信じたことを貫いていくしかないけど、いつでも揺らいでいるのだ。
 朱鷺も、ここに在り続けているだけで、ほんとうはもう精一杯だった。在り続けるために、形だけでもここに在るために。そんな風に考えるのはきっと、まだ消えてしまうわけにはいかないと思っているからなんだろう。あと少し、朱鷺の手が必要だと。
 生き物は、誰かに何かに愛情を注がないと愛が枯渇してしまう。愛とは与えれば与えるほど湧き出てくるものであり、対象がないと「愛」は別のものに変貌してしまい、空(くう)を彷徨った挙句「闇」となって自らに返ってくる。だから、愛情を注ぐ相手が絶対に必要なのだ。愛する対象として猫を必要とし、生きる意味として仕事を必要とし、最低限の衣食住を必要とする。前提があまりに苦しいから、それに朱鷺自身すら触れたくない。
 ここのところ、吐き気が止まらない。(食いすぎじゃないか? って噂もあるが)
 胃痛が常在し、薄い疲労がいつでもお腹の底に留まっている。(コーヒーの飲みすぎじゃね?)

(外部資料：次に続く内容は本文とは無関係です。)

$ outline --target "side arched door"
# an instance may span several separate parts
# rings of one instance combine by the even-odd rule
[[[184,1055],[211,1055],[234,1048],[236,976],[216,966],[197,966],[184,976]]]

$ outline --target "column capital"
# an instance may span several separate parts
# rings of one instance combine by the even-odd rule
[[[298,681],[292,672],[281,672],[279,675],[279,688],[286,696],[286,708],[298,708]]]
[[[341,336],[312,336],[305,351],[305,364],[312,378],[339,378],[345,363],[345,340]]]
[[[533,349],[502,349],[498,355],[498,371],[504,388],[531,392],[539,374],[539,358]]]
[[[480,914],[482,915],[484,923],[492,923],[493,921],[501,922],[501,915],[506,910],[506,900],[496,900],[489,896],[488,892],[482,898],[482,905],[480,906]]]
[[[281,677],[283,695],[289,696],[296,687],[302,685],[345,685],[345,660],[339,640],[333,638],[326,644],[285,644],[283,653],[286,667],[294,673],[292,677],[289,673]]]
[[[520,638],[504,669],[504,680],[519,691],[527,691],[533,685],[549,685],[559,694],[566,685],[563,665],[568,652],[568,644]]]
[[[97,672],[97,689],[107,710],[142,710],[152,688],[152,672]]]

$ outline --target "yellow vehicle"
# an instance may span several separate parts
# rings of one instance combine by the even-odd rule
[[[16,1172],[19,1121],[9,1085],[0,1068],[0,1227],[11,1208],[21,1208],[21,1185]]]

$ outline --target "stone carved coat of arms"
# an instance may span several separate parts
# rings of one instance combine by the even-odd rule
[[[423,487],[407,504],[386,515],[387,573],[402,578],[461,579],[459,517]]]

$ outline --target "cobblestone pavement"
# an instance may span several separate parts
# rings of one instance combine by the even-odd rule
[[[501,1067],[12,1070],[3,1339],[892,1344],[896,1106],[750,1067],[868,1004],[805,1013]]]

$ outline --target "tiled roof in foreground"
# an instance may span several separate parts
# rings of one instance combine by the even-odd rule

 闇(病み)を抱えること、抱え続けて生きるしかないとき、それはもう共存するしかないことを受け入れるより他はない。完治することのない闇。光の下で生きることを諦めて、薄闇の中でほのかな明かりを頼りに、それを美しいと思えれば、その柔らかい光だけでモノゴトを判断していくことが出来るだろう。
 それでも良いと、朱鷺は覚悟を決めた。
 ほんとうに支えられているのは、生かされているのが、朱鷺のほうなんだと。